Testimonio Historia de un secuestro


La noche del 23 de octubre de 2001, don Alberto* salió de su negocio acompañado de dos colaboradores. Siempre lo hacía así, jamás imaginó que sería la noche más larga y obscura de su vida, el inicio de una pesadilla que se prolongaría por 141 días.
Torreón, Coah.- Eran cerca de las 20:00 horas cuando don Alberto caminó a su vehículo, una Explorer gris metálico, al entrar al estacionamiento de la calle Juan Antonio de la Fuente y avenida Presidente Carranza, le salieron al paso dos sujetos armados con sendas pistolas. Lo jalaron del brazo izquierdo mientras gritaban a los acompañantes de la víctima: “¡Ustedes... lárguense!”.
A empellones, lo subieron al asiento trasero de una vagoneta y salieron del estacionamiento derrapando llantas. Uno de ellos le cubrió la boca y los ojos con una cinta mientras el otro conducía rumbo al poniente. Pasaron las vías ferroviarias del mercado Alianza y poco después se detuvieron.
Don Alberto pudo todavía orientarse sin ver y percatarse que detuvieron la vagoneta cerca de la colonia La Fe o la Primera Rinconada de la Unión. Lo bajaron y lo metieron a otro auto, pero ahora en la cajuela. Ya eran más individuos los involucrados en el secuestro, según las voces escuchadas por don Alberto, que sentía su corazón reventar por los fuertes latidos y el temor, ese temor que nunca lo abandonó, de morir en cualquier momento.

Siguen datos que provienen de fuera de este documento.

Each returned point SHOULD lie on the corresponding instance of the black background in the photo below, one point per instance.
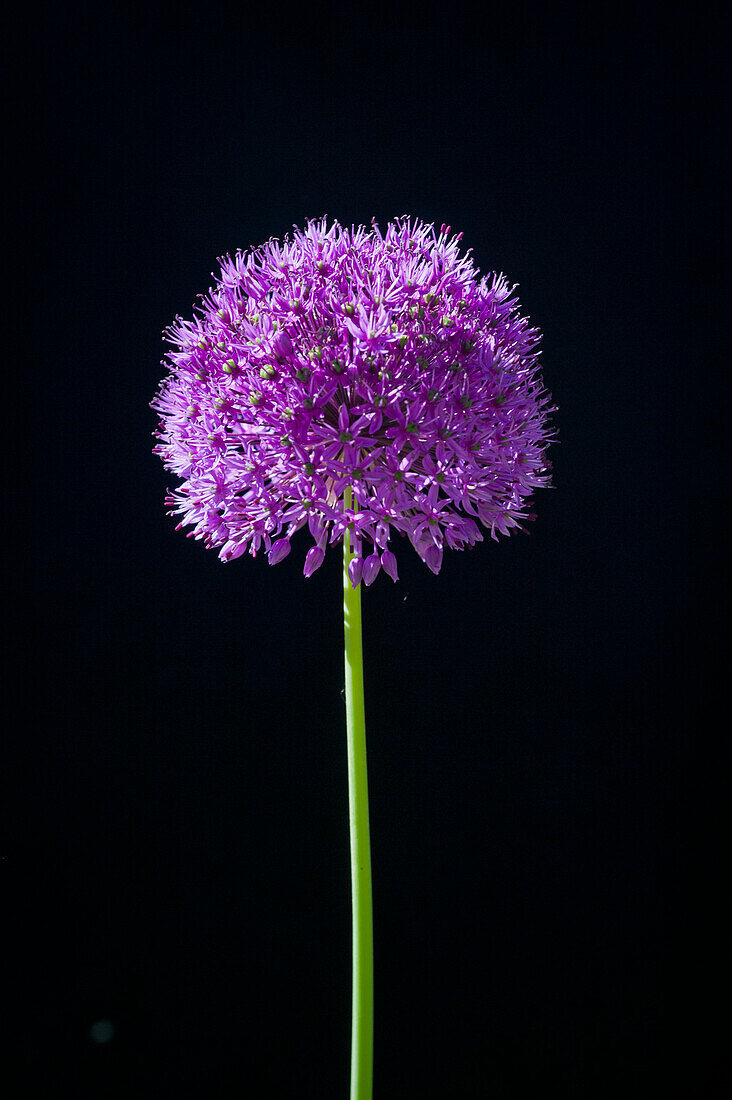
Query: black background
(176, 847)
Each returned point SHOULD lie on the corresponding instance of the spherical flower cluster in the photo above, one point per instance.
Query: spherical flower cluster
(353, 359)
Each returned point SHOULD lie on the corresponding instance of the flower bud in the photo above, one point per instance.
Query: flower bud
(279, 551)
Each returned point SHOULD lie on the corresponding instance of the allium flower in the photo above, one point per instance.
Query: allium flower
(353, 358)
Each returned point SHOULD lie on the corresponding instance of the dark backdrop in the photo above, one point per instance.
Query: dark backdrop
(176, 844)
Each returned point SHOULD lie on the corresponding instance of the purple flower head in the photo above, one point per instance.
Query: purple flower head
(353, 358)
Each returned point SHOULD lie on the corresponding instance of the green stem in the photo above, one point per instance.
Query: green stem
(358, 803)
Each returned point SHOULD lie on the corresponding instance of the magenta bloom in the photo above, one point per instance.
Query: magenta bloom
(350, 356)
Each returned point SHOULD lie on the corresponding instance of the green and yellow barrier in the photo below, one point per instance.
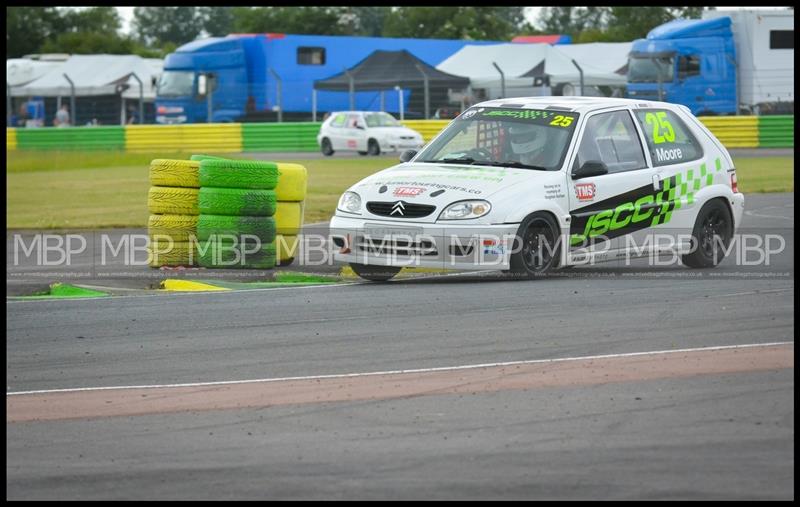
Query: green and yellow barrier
(732, 131)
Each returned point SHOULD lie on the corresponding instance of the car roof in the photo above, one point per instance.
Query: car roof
(355, 112)
(573, 103)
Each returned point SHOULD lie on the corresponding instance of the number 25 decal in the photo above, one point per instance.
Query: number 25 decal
(662, 128)
(562, 121)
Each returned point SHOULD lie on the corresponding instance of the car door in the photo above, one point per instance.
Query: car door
(682, 169)
(336, 132)
(355, 133)
(606, 207)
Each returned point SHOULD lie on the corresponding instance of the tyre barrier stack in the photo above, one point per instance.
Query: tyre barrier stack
(223, 213)
(173, 205)
(290, 194)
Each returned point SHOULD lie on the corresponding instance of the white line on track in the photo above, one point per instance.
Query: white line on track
(395, 372)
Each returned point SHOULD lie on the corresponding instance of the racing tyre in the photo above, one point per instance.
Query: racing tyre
(230, 255)
(172, 200)
(375, 273)
(235, 201)
(261, 227)
(289, 217)
(711, 235)
(174, 173)
(177, 227)
(327, 148)
(285, 249)
(536, 249)
(373, 148)
(200, 158)
(292, 182)
(221, 173)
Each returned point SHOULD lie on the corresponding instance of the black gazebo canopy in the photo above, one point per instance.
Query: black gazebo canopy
(383, 70)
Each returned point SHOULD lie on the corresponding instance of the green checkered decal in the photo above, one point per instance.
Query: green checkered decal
(680, 189)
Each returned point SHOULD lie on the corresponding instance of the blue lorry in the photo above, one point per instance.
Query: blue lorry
(240, 76)
(726, 63)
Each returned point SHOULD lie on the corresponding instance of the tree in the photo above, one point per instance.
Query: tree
(27, 28)
(160, 25)
(472, 23)
(217, 21)
(103, 20)
(572, 20)
(365, 21)
(299, 20)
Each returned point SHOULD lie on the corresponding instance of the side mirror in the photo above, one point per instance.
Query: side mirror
(589, 168)
(407, 155)
(202, 84)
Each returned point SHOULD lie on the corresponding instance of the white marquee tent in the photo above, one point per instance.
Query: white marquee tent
(95, 75)
(610, 57)
(20, 71)
(525, 64)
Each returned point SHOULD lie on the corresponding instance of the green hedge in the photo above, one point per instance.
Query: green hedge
(280, 136)
(72, 138)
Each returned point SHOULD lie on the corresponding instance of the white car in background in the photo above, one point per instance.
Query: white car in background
(366, 132)
(532, 184)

Media hora después llegaron a una vivienda que, luego supo, está ubicada al sur oriente de la ciudad, donde escuchó más voces todavía que percibió nerviosas. Le ordenaron caminar hasta que lo introdujeron a un pequeño cuarto de dos metros por 1.20, según pudo percatarse cuando le quitaron las cintas.
El maleante que daba las órdenes le dijo entonces lo que pretendían y le exigió el número telefónico de su casa para pedir el rescate... 25 millones de dólares. ¡Una fortuna! Sería poco menos que imposible reunirla. La desproporcionada petición de nueva cuenta le hizo temer por su vida.
En la casa de don Alberto ya sabían de los hechos por versión de sus colaboradores, de tal forma que permanecían a la expectativa en el teléfono, esperando se comunicaran. Al primer contacto telefónico, los familiares se angustiaron todavía más, pues se trataba de una cantidad estratosférica que no tenían ni podían reunir, por lo que intentaron negociar pero recibieron una negativa tajante: “¡O entregan el dinero o se lo lleva la...”.
A don Alberto le dieron un pequeño colchón de hule espuma, una mesita, una silla, un pequeño lavamanos y una cubeta de 20 litros, con poca agua, la que serviría para hacer sus necesidades fisiológicas durante el tiempo que permaneciera privado de su libertad.
Antes de dejarlo solo y a oscuras, esa primera noche en el inmundo cuarto, uno de los facinerosos le ordenó quitarse el calzado y la ropa, sólo quedó con el calzoncillo y la camiseta, aunque días después le dieron una pantalonera. Esa primera noche no pudo conciliar el sueño ni un minuto, la angustia empezó a convertirse en miedo... un miedo terrible que sólo pudo ser controlado más tarde con oraciones.
Don Alberto nunca pudo ver el rostro de sus victimarios, ya que al entrar al cuartucho lo hacían con pasamontaña y así sucedió durante el tiempo en que estuvo a merced de ellos.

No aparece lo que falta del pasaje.